It was three years go, three whole years, when the people of the UK voted in the European Union (EU) referendum. A narrow majority 51.9% (17,40,742) voted to leave with 48.1% (16,141,241) who voted to remain. No actual plan for leaving the EU was ever clear, and that remains the case in June 2019. The Conservative party have been in charge of the country before, during and after this vote took place, and they are now about to appoint their third leader to have a go at making the decision reality. At the time of writing, the overwhelming favourite to become the next leader, and therefore Prime Minister of the UK, is Boris Johnson, the ex Foreign Secretary. If Mr Johnson does not get the majority of votes cast by around 160,000 Conservative party members, then it will be the current Foreign Secretary, Jeremy Hunt who will take the reins and be charged with delivering the UK’s exit from the European Union.
Mr Johnson has intimated, claimed, promised and generally waved his arms around that the UK will leave the European Union with or without an agreed Withdrawal Agreement on the 31st of October when asked direct questions on the matter. One could be cynical and say this is simply the poetry of campaigning potentially being replaced by the prose of governing, and that Parliament would not countenance this actually happening anyway. But as the law of the land stands right now, if nothing else happens and there are no new successful negotiations, the UK will leave the EU in just over 5 months time ‘without a deal’ and the consequences for UK businesses, including UK videogames businesses will be both serious and long lasting.

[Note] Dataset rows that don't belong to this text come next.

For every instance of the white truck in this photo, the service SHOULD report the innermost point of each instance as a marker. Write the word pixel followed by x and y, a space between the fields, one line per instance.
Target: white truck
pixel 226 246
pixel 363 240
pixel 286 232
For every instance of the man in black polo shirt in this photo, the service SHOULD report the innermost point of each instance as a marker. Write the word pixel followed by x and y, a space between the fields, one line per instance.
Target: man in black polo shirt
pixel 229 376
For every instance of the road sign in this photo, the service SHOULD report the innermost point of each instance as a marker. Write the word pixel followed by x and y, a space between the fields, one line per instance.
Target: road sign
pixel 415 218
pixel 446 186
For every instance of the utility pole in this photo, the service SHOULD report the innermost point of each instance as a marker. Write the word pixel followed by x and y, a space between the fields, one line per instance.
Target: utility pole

Any talk of the UK and EU moving to a World Trade Organisation (WTO) agreement under the GATT 24 ‘clause’ after 31st October 2019, is fanciful. Although this approach is popular amongst many people desperate to leave the EU it requires an actual deal/agreement to be in play between the parties and both of those parties actually wanting to enter into that WTO arrangement. Leaving the EU without any Withdrawal Agreement (aka a ‘deal’) will mean that all of our legal agreements with the EU will be shredded and invalidated overnight. At Games4EU we have invested a serious amount of time researching and stating why a no deal Brexit would be a disaster for the UK games industry https://www.games4eu.com/updated-brexit-guide not least with tariffs making boxed games coming in from the EU where they are all currently manufactured more expensive, data no longer being moved freely with the EU27 and VAT agreements no longer existing. On that basis alone, we have to take the potential of Mr Johnson as the next Prime Minister, very, very seriously indeed.
The immediate alternative to Mr Johnson becoming Prime Minister is Mr Hunt winning the job. Hunt has said all along, whilst he is committed to the UK leaving the EU on the 31st of October, he is not wedded to that date if it means leaving without a Withdrawal Agreement. So on that basis alone, the UK videogames industry should really hope that Mr Hunt wins the majority of Conservative party members’ votes. Mr Hunt has made plenty of reference to helping businesses especially technology start ups and scale ups and as an ex Secretary of State for digital, culture, media and sport, which videogames comes under and he is well aware of the potential and importance of the UK videogames industry within the wider Creative Industries sector, which is the fastest growing industrial sector in the UK and has been since the financial crisis of 2010.
What can any of us do to influence the debate and the vote for our next Prime Minister? Well Conservative party members who care about the UK videogames industry should vote for Mr Hunt. For the rest of us we should seek to influence Conservative party members we know and who our friends know, to vote for Mr Hunt. With Mr Johnson as our UK Prime Minister, the UK videogames industry faces its biggest threat since Canada introduced the generous tax breaks many years ago and saw Uk talent and foreign overseas inward investment flowing out of the UK and into Canada. This time around, with our industry fully digital, global and mobile, the ease of relocation out of the UK is so much easier and quicker for individuals and companies and therefor the UK industry will face an existential threat like never before.